TPD stands for Total and Permanent Disability Insurance. Total and Permanent Disability insurance benefits (also referred to as disability insurance benefits) are provided by many superannuation insurance funds across Australia. It is designed to provide thousands of people across Australia with a financial safety net for anyone afflicted with a permanent injury or illness. This blog will explain the basics of TPD insurance, the requirements to make a TPD claim, what you should expect from a TPD claim, and the steps to actually make a TPD claim. 

So what exactly is TPD insurance?  

When selecting your TPD insurance, you will be given the choice of any-occupation cover or own-occupation cover. These are the two distinct categories that you will have to choose from; any-occupation tends to be a cheaper cover because it is much harder to receive a claim from. 

For the own occupation cover, if you choose to make a claim then you will be paid out if you can no longer able to work in your chosen occupation. 

For any occupation cover, you will only be covered if you cannot return to the occupation that you have the education, training, and experience for. 

What are the requirements to make a TPD claim? 

To be eligible for a TPD claim you must be made aware of your specific conditions outlined by your insurance policy in your Product Disclosure Statement. However, conditions with each insurer might vary, as shown: 

Requirement Variation between insurers
You can prove work history
  • You were previously employed for at least a year full-time before you made the claim
  • You were fully employed when you made the claim
  • You work a set amount before you made the claim.
You’re complying with ongoing medical care
  • You go to regular appointments, advice, and care of a medical specialist
  • You are under care of a medical practitioner
  • You are undergoing or have done rehabilitation.
You’ve lost some independence
  • You can’t do two to three daily living activities by yourself.
You’ve met the waiting period
  • Some conditions don’t have a waiting period
  • You’ve been off work for at least 3 months
  • You’ve been off work for at least 6 months
Your disability is total and permanent
  • You’re unlikely to return to any kind of work
  • You are unable to return to your previous role
  • You have lost a limb or suffered a serious injury.

How much should you expect from a TPD claim?

The amount of TPD payout you would get will vary depending on the terms of the insurance cover you have.

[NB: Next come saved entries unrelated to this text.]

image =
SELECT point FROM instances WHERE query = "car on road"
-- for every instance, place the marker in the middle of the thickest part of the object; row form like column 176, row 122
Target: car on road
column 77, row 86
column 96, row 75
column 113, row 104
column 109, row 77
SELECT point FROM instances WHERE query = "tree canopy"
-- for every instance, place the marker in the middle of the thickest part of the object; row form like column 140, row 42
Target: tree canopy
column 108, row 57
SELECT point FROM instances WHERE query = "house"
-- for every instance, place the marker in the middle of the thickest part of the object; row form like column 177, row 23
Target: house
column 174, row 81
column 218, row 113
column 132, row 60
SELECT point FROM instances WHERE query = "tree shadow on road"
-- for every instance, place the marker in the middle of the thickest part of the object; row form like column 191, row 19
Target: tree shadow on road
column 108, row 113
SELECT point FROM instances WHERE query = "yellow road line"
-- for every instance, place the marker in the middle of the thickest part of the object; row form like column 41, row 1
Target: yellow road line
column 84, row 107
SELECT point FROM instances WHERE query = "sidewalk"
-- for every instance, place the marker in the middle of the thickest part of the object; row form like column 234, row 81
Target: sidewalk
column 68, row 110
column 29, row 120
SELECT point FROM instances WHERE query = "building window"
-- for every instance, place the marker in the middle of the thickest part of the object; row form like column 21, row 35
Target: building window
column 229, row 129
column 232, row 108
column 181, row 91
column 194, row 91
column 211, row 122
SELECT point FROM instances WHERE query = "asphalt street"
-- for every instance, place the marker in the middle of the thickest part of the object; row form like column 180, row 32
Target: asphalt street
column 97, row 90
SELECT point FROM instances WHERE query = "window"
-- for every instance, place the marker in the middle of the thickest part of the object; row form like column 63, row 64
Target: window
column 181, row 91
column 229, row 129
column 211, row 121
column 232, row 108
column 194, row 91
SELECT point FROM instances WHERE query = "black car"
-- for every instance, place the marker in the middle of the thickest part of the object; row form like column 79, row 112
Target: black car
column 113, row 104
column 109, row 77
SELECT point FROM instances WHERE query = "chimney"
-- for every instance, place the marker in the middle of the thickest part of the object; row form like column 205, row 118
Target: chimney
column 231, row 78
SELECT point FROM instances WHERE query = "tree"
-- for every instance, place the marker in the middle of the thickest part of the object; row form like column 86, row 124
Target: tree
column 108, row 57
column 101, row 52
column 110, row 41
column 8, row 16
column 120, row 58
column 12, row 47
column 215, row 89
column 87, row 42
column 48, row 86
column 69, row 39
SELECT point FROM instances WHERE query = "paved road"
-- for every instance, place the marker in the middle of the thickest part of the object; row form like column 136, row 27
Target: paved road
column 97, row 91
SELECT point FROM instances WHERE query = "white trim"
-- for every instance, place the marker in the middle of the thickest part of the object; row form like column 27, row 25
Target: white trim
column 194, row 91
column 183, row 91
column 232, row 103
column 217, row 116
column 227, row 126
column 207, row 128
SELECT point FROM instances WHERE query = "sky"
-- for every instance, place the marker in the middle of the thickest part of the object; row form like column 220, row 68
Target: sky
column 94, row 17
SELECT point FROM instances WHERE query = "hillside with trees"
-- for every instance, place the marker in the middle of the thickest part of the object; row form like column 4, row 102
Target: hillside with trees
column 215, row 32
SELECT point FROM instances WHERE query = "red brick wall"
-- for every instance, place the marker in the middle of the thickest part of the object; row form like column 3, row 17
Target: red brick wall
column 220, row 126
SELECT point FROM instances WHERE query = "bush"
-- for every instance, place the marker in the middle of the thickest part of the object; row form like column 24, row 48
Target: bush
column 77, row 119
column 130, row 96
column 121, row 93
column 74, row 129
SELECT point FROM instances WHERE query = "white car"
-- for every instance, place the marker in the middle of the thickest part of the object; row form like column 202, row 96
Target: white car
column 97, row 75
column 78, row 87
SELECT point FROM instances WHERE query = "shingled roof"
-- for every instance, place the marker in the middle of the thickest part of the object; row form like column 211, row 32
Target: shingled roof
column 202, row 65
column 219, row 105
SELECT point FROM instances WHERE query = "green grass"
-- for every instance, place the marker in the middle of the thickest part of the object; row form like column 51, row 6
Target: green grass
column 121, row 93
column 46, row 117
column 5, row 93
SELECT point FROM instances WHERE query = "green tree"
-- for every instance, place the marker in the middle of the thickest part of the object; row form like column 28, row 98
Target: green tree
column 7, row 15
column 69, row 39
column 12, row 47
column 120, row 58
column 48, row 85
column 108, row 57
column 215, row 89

If you would like more information on your claim, please click here to go to our claims calculator. TPD benefits are paid out in a lump sum into your super account so they can be a significant amount of money. The payout of TPD insurance is not considered taxable income so you will not be charged tax on the initial payout. However, if you withdraw money from your super you will have to pay superannuation lump sum withdrawal tax. 

What are the steps in making a TPD claim?

  • Contact your insurer/super fund – Here you announce your intention of making a claim to your fund and receive all necessary paperwork. 
  • Submit your claim – file all relevant paperwork along with any evidence needed. 
  • Wait as your claim is assessed – provide any additional evidence as requested by the insurance provider.
  • Respond to the decision made by the insurance provider – if the claim is rejected you may be able to provide additional supporting information or lodge an appeal.

Making a TPD claim is not an easy process, so we always recommend you seek legal advice when making a claim.